The unsatisfactory series against South Africa in 2023-24 – unsatisfactory because it was effectively a South African third eleven – was in a sense Williamson’s last hurrah. New Zealand won the series two-nil, their series victory over those opponents since 1931-32. Williamson made two centuries in the first Test at Mount Maunganui, and a third in the second Test at Hamilton, another fourth innings match winner. It was noted in the Wisden match report that his partner was nine months pregnant with their third child and that his beloved golden retriever had died just before the match started. “it appeared nothing could distract him.”

He missed the triumph in India under Tom Latham through injury but returned for the home three-match series against England in December 2024, making his 33rd and final Test century, 156, in New Zealand’s victory in the third Test at Hamilton; he was the first player to score five successive centuries at the same ground. He averaged 65.83 in the series.

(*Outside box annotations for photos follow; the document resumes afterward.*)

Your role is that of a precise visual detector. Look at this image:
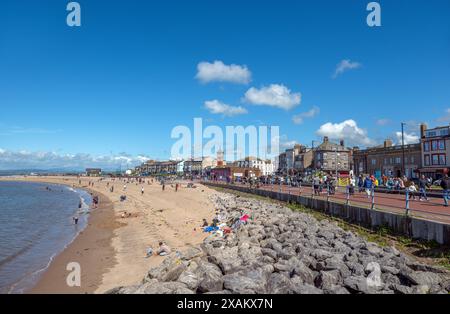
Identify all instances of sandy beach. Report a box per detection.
[0,177,214,294]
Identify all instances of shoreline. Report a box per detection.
[29,188,118,294]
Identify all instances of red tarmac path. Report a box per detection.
[209,182,450,223]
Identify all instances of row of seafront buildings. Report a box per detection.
[134,151,275,179]
[277,124,450,179]
[134,124,450,179]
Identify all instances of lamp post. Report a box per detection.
[402,122,406,176]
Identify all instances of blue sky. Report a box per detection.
[0,0,450,169]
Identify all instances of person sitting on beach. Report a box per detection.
[156,242,172,256]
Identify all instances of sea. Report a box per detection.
[0,181,92,294]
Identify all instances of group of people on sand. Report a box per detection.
[120,211,133,219]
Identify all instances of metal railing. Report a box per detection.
[204,181,450,221]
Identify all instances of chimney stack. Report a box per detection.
[420,123,427,137]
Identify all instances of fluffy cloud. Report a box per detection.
[333,59,361,79]
[376,119,391,126]
[205,100,247,117]
[0,149,149,170]
[196,61,252,84]
[395,132,420,145]
[316,120,374,146]
[292,107,320,124]
[244,84,302,110]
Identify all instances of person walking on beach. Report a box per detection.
[441,174,450,207]
[156,242,172,256]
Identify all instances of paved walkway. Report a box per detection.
[205,182,450,223]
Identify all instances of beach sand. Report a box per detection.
[0,177,214,294]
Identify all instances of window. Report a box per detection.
[431,141,438,151]
[424,155,430,166]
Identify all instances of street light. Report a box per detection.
[402,122,406,176]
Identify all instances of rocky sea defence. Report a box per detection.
[107,193,450,294]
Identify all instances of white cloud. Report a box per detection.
[196,61,252,84]
[395,132,420,145]
[205,100,248,117]
[0,149,149,170]
[376,119,391,126]
[333,59,362,79]
[316,120,374,146]
[244,84,302,110]
[292,106,320,124]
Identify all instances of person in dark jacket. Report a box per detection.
[441,174,450,207]
[358,175,364,193]
[419,175,430,201]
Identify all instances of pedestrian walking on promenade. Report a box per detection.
[358,175,364,193]
[364,176,373,198]
[419,175,430,201]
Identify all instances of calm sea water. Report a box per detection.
[0,182,92,293]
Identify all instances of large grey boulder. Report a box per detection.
[223,268,268,294]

Williamson will be remembered as one of cricket’s greatest players and also as one of its greatest ambassadors. In a funny sort of way his finest hour came in the aftermath of that Lord’s final in 2019. Remember, England were the winners but it was hard to say that New Zealand had lost. England had won by scoring more boundaries, scores being level after the super-over. Williamson came out to a press conference after the game, calm as ever, and said “Laugh or cry – it’s your choice isn’t it?” There was no suggestion of complaint or discontent. Williamson will be missed, and not just in New Zealand. We will be lucky to see his like again.